I have a friend. She was a producer at NBC and so brilliant. And they fired her because she was very abrasive.
Lorne Michaels has a reputation of being a tough nut. But they all say, “That Lorne, he’s mean, but he’s brilliant.”
This woman, they said, “Oh, she’s too nasty.” But she pulled in the numbers.
It’s very tough in the business. My act consists of my gown that I carry and two spotlights and a microphone. I’ll do my sound check, and sometimes they’re not happy when I say, “The sound isn’t right,” or “Can we try other lights?” Because they’re men at the board. And lighting is very key for a woman, especially. I’ve been in the business almost 50 years -- I know my f---ing lighting. And there is always pushback from the lighting people. They just don’t want to hear it from a woman. They just don’t want to give you that cookie.
I don’t want to hear that male comics want someone to match wits with. No, they don’t. They want someone to sit there and gaze at them adoringly. That’s still what they want. The upside is, they don’t get to wear the pretty clothes. They don’t get to have the pretty dressing room. Women comedians get the private bathroom first.
During women’s lib, which was at its height in the ’70s, you had to say: “F--- the men. I could do better.” I think women did themselves a disservice because they wouldn’t talk about reality. Nobody wanted to say, “I had a lousy date” or “He left me.” But if that’s your life, that’s what they wanna hear. If you look around, very few women comics came out of the ’70s. It really started again in the ’90s, when they realized, it’s all right to say you wanna get married. It’s all right to say I wanna be pretty. That’s also part of your life. Thank God. Because now you know, we’ve got Whitney. I love Whitney. I think what she does is so smart.
Sarah Silverman, oh my God. You just look at them and go: Good girls.
I love stand-up -- the connection with an audience is awesome. I just played Royal Albert Hall, which is 4,500 people, probably not a lot for some.
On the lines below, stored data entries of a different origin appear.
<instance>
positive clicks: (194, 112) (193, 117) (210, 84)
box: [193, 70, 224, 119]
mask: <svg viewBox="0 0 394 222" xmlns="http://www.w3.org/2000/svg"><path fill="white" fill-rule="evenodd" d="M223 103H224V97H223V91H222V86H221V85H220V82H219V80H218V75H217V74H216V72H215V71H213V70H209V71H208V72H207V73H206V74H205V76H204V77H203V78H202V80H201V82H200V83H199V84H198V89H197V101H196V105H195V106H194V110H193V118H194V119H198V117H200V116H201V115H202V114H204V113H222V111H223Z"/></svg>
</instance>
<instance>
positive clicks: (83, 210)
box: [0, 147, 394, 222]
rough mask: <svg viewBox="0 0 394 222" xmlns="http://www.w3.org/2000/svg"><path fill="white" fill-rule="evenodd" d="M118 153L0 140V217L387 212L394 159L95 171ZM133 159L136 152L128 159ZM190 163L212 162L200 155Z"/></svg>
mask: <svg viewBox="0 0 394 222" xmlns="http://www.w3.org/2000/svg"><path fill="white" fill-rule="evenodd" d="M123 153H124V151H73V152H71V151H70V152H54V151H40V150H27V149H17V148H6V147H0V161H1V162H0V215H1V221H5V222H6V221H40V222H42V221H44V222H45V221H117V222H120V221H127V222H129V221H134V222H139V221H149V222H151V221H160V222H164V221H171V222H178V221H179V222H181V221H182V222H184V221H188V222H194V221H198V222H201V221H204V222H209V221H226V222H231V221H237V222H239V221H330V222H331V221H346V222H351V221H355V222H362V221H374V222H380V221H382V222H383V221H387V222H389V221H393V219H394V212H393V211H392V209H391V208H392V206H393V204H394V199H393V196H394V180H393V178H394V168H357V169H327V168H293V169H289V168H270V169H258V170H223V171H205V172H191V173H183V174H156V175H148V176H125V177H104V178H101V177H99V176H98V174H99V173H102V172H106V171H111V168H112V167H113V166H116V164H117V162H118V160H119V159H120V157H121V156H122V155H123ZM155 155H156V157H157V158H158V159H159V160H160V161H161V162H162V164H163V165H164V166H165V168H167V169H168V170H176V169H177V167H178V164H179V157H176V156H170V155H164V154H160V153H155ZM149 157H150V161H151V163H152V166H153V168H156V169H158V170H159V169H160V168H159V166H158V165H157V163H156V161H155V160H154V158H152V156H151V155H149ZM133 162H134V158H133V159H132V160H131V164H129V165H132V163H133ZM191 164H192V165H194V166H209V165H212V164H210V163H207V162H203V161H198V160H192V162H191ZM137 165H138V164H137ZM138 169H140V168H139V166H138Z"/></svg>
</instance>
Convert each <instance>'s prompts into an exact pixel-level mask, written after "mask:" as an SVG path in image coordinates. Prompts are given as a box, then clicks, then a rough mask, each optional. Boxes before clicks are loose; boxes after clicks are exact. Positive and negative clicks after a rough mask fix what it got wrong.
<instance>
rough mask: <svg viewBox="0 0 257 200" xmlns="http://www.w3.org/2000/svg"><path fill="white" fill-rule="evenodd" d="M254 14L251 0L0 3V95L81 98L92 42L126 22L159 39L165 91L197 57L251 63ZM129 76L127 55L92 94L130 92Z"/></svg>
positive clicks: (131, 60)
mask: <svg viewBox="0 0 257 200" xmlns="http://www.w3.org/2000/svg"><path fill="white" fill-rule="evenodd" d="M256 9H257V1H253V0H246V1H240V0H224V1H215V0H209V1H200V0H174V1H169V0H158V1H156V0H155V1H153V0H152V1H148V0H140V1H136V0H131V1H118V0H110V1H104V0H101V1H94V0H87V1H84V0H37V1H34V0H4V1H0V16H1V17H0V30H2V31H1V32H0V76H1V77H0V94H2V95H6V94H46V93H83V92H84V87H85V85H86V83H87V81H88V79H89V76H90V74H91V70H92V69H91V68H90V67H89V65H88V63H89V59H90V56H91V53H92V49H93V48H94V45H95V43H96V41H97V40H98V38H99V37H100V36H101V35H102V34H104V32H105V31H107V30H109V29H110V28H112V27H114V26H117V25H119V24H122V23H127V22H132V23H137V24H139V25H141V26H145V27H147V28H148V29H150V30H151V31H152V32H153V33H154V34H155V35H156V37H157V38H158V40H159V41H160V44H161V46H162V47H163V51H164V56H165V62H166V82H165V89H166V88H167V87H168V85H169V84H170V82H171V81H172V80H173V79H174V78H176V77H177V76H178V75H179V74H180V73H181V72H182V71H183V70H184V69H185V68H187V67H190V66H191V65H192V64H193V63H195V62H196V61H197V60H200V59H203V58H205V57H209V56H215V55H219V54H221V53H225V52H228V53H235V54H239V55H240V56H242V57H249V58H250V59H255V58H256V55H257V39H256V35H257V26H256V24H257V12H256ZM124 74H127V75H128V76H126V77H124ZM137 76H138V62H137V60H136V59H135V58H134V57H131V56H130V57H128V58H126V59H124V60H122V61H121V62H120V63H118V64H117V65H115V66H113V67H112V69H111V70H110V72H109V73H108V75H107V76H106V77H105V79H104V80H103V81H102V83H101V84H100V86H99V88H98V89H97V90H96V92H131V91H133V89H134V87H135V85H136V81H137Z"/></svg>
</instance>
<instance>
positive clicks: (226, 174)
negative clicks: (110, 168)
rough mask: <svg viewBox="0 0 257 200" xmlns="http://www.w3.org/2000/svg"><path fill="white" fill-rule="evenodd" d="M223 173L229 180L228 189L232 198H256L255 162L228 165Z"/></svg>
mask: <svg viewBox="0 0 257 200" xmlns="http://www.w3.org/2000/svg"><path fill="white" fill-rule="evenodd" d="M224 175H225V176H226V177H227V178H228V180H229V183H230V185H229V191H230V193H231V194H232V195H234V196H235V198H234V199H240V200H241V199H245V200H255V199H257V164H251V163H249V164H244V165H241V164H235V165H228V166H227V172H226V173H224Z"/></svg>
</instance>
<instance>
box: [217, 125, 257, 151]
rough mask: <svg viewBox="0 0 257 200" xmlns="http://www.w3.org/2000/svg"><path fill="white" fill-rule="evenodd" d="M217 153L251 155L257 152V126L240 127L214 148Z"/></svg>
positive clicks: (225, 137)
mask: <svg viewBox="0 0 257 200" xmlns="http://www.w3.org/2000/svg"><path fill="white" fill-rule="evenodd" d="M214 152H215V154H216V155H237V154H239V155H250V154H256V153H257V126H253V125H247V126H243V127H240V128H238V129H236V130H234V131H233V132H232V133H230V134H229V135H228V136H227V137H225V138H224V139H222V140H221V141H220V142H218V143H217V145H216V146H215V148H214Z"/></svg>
But for me, it was amazing. The energy! From the beginning, and to this day, I would never tell a lie onstage. So now I walk out, I go, “I’m so happy to see you,” and I really truly am so happy to see them. The one thing I brought to this business is speaking the absolute truth. Say only what you really feel about the subject. And that’s too bad if they don’t like it. That’s what comedy is. It’s you telling the truth as you see it.
I think it was Cosby who also said to me, “If only 2 percent of the world thinks you’re funny, you’ll still fill stadiums for the rest of your life.”
My advice to women comedians is: First of all, don’t worry about the money. Love the process. You don’t know when it’s gonna happen.
Louis C.K. started hitting in his 40s; he’d been doing it for 20 years. And don’t settle. I don’t want to ever hear, “It’s good enough.” Then it’s not good enough. Don’t ever underestimate your audience. They can tell when it isn’t true. Also: Ignore your competition. A Mafia guy in Vegas gave me this advice: “Run your own race, put on your blinders.” Don’t worry about how others are doing. Something better will come.
Ignore aging: Comedy is the one place it doesn’t matter. It matters in singing because the voice goes. It matters certainly in acting because you’re no longer the sexpot. But in comedy, if you can tell a joke, they will gather around your deathbed. If you’re funny, you’re funny. Isn’t that wonderful?
If there is a secret to being a comedian, it’s just loving what you do. It is my drug of choice. I don’t need real drugs. I don’t need liquor. It’s the joy that I get performing. That is my rush. I get it nowhere else.
What pleasure you feel when you’ve kept people happy for an hour and a half. They’ve forgotten their troubles. It’s great. There’s nothing like it in the world. When everybody’s laughing, it’s a party. And then you get a check at the end. That’s very nice.